With exuberant YouTube streams in which Gill frequently wore a bright red pirate bandana as he made the bull case for GameStop, and Reddit posts touting his positions, Gill helped to attract a flood of retail cash into the beleaguered bricks-and-mortar retailer.

By late Jan. 2021, Gill was up over 4,000% on stock and options in the company, with his GameStop position plus cash worth nearly $48 million, according to his posts.

In an April 16, 2021 WallStreetBets post, which would be his last for three years, Gill shared screen shots showing he had exercised call options on GameStop to acquire 50,000 more shares in the retailer, sparking thousands of comments lauding the punchy move.

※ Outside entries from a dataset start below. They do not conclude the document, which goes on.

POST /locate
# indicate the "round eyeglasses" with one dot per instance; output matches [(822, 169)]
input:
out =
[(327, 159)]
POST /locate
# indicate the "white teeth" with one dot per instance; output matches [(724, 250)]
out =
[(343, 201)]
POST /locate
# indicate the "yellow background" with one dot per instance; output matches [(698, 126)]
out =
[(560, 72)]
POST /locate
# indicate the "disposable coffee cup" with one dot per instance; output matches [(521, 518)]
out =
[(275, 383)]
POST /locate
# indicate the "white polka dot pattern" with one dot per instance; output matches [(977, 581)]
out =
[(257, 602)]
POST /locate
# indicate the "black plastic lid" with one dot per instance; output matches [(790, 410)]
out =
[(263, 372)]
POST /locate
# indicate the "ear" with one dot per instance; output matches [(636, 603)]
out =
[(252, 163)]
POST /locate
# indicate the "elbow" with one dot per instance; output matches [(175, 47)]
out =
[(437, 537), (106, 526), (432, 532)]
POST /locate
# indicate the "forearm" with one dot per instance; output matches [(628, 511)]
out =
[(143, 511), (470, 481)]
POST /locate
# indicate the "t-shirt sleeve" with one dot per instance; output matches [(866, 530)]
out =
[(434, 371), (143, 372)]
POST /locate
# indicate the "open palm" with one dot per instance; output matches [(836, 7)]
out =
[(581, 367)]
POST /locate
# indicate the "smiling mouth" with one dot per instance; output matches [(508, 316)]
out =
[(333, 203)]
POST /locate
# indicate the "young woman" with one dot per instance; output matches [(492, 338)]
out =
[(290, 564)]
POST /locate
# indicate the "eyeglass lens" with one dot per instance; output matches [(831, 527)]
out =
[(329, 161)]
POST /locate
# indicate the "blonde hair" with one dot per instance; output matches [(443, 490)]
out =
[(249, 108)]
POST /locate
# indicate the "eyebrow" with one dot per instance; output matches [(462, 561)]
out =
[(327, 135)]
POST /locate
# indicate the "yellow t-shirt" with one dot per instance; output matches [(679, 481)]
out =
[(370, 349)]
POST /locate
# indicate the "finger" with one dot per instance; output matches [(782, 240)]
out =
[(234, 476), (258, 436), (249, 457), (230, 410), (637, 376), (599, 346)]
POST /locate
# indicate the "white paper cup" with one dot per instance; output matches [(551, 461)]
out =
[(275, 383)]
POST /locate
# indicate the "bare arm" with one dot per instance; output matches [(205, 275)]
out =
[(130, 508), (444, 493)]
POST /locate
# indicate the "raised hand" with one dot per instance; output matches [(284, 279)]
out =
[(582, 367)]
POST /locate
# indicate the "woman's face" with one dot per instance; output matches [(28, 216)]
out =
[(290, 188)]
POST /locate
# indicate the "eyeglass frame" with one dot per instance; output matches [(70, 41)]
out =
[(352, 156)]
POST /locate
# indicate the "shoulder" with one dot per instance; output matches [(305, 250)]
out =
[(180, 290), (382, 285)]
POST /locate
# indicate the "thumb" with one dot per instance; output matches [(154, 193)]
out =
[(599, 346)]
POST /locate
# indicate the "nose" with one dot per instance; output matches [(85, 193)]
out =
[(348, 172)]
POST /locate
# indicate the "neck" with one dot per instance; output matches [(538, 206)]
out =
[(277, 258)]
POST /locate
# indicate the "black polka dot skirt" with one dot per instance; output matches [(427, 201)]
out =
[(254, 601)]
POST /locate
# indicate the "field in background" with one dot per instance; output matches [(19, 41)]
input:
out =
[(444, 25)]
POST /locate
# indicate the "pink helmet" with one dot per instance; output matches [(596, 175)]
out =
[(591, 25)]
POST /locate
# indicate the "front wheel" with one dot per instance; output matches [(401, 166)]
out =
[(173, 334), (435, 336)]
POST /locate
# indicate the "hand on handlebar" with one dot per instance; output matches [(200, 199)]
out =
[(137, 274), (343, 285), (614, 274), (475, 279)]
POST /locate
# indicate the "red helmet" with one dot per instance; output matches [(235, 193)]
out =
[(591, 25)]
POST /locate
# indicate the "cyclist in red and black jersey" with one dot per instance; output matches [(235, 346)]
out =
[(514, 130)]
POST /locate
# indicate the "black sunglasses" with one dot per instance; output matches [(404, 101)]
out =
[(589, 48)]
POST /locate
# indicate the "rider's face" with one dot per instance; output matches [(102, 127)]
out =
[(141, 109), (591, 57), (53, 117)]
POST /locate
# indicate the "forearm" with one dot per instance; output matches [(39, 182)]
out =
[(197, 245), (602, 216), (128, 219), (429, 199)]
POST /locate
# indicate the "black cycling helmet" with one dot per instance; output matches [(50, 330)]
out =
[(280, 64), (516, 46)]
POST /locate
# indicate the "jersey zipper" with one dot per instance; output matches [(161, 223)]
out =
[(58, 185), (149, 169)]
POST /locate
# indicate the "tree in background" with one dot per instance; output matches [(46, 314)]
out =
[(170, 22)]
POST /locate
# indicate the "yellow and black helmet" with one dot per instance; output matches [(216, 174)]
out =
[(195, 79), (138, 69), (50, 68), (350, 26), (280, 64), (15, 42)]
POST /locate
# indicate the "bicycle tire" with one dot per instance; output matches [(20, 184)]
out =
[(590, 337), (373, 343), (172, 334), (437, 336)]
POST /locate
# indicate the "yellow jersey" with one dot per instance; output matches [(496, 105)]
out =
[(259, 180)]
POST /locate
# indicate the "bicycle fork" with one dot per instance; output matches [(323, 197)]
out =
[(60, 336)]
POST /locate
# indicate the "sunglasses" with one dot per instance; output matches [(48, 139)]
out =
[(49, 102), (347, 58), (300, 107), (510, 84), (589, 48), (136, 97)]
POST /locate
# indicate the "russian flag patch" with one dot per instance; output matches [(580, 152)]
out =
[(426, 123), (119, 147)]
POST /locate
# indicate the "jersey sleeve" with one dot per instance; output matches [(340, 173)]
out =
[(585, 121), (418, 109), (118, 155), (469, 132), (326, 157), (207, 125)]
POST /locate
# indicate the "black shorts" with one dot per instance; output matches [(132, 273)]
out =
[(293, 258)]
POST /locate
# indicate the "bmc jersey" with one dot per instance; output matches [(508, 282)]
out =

Now that Gill is back in the limelight, he is also back in the crosshairs. The Massachusetts securities regulator, which had opened and closed a probe into Gill, has said it is again reviewing his activities. The Securities and Exchange Commission is also reviewing his trades, the Wall Street Journal reported.

The agency has declined to comment.

Some have accused Gill of causing huge losses for investors who followed him into GameStop, a claim he has long denied.

“I was abundantly clear that my channel was for educational purposes only, and that my aggressive style of investing was unlikely to be suitable for most folks,” he told lawmakers, adding his investment thesis focused purely on GameStop’s fundamentals.

Still, on Thursday many of his followers were contemplating buying more GameStop shares, with one handle George Black asking the group: “Is it too late to buy?”